Jacques Toubon : Le prix d'équilibre prévu n'est plus réaliste et nous proposerons un nouveau prix rectifié en juillet. Mais il faut savoir que nous avons signé une convention avec les collectivités publiques, notamment la SNCF, qui stipule que les terrains sont payés à un prix fixé en fonction du prix auquel sont vendues les charges foncières de bureaux aux investisseurs. Donc, on peut d'ores et déjà diminuer fortement les postes « terrains ». D'autre part, nous avons diminué les prévisions de dépenses d'infrastructures, notamment en décidant la suppression des voies de circulation souterraines.

Le Figaro : Vous pensez que le terme « gouffre financier » utilisé par les détracteurs du projet est donc erroné ?

Jacques Toubon : Le bilan d'une opération de cette envergure doit être fait dans la durée. Il n'y a aucune réalité dans tout ce qu'on dit sur la dette de la SEMAPA (société d'économie mixte d'aménagement du quartier) et son déficit. Dans quinze ans, nous ferons les comptes et je suis persuadé qu'ils seront équilibrés. On présente à l'opinion publique un « arrêt sur l'image » qui correspond à une étape où les dépenses sont les plus lourdes (frais d'études, dépenses d'infrastructures), et où il n'y a pas encore de recettes correspondantes. Dès 1991, un emprunt a été fait. Il était destiné à couvrir les besoins de trésorerie. En juillet, il y aura un nouvel emprunt pour continuer à couvrir les dépenses qui courent et qui culmineront en 1998, en attendant les recettes de commercialisation qui commenceront à rentrer dès 1997. Une opération d'aménagement est, par définition, une opération dont la trésorerie se dénoue à terme et, ça, l'opposition le sait parfaitement.

Le Figaro : Êtes-vous optimiste pour les perspectives de commercialisation ?

Jacques Toubon : Nous avons des perspectives de commercialisation très intéressantes, auprès d'investisseurs nouveaux – à condition toutefois que la campagne de l'opposition n'ait pas, à la longue, un effet dissuasif, dont elle porterait la responsabilité. À titre d'exemple, nous sommes actuellement en pourparlers avec l'OCDE, qui doit quitter son siège du château de la Muette.

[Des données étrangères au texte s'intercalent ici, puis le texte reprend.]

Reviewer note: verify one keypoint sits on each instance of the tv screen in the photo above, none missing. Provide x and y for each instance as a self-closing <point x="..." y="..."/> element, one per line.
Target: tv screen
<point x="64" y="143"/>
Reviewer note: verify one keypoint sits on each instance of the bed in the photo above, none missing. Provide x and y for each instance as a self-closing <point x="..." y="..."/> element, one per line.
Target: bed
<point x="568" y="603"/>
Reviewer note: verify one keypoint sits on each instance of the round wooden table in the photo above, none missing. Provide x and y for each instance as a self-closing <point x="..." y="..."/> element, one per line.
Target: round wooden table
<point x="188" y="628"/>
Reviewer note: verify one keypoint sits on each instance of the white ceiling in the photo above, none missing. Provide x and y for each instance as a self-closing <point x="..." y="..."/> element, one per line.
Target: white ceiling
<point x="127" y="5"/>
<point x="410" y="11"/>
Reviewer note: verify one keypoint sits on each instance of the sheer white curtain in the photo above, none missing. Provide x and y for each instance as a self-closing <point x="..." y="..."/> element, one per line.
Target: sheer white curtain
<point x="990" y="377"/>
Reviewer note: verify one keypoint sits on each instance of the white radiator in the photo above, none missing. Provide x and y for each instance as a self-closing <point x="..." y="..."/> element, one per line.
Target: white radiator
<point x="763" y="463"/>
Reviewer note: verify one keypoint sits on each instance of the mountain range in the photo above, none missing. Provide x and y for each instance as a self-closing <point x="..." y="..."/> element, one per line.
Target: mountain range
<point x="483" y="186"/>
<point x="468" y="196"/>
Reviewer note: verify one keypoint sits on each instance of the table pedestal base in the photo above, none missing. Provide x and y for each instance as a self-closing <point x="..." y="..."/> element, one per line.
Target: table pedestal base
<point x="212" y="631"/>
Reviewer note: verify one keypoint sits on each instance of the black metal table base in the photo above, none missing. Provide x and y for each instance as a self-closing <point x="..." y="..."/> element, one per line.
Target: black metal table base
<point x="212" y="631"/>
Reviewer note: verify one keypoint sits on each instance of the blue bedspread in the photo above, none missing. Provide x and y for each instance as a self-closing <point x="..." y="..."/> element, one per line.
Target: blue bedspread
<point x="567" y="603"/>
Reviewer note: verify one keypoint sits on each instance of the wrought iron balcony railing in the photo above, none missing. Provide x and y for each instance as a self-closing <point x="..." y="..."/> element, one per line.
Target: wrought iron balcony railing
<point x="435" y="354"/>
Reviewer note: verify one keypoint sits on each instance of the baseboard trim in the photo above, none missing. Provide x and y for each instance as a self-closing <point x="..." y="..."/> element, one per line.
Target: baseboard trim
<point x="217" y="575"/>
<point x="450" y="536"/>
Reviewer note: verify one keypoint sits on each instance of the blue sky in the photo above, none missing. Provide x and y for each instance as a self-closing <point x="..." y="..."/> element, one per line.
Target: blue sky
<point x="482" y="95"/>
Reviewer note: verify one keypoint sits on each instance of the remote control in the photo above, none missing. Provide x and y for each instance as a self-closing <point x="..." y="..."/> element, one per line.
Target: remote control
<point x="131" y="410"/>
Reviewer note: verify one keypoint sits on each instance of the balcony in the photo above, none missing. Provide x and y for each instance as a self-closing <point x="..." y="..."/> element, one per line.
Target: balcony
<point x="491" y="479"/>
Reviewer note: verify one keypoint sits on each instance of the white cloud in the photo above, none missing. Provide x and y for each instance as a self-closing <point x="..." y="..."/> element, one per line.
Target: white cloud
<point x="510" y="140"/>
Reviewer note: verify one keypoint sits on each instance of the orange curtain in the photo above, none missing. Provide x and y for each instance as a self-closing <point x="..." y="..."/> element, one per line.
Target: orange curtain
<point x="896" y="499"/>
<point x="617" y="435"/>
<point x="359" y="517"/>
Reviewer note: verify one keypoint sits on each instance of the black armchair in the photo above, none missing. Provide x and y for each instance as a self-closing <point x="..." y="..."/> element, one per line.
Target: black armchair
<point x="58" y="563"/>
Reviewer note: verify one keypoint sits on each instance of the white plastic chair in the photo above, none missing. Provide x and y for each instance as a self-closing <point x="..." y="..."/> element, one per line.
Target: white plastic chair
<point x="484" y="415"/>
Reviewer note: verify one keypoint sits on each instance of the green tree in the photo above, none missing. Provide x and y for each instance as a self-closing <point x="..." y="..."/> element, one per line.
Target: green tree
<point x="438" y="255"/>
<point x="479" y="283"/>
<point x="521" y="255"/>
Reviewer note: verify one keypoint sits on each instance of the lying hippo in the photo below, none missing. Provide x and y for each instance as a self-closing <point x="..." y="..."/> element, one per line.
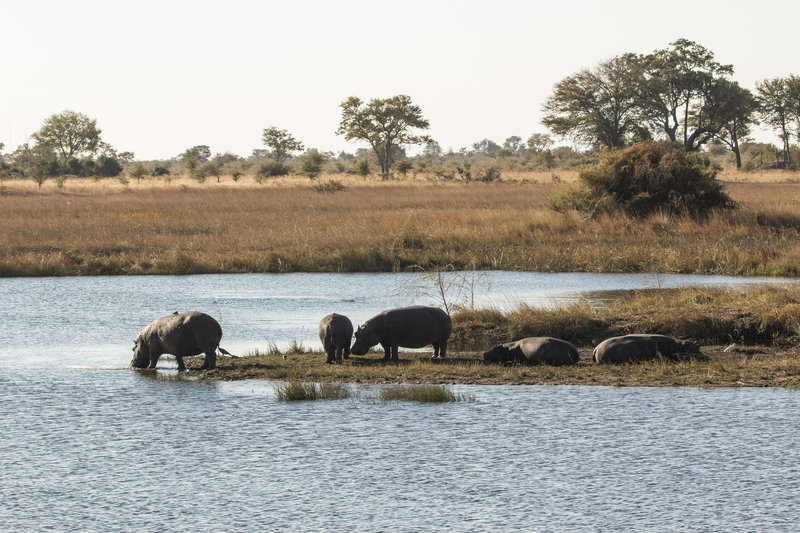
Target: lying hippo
<point x="534" y="351"/>
<point x="180" y="335"/>
<point x="335" y="332"/>
<point x="643" y="347"/>
<point x="409" y="327"/>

Autre projet important : les installations universitaires. En juillet, nous proposerons d'augmenter la superficie prévue pour les réserves foncières destinées aux installations universitaires et de recherche. Oui, je suis optimiste car, depuis quelques temps, on voit qu'il y a une nouvelle approche des choses. On a compris enfin que le développement de l'Île-de-France et la compétitivité de la France tout entière ne peut se faire sans Paris.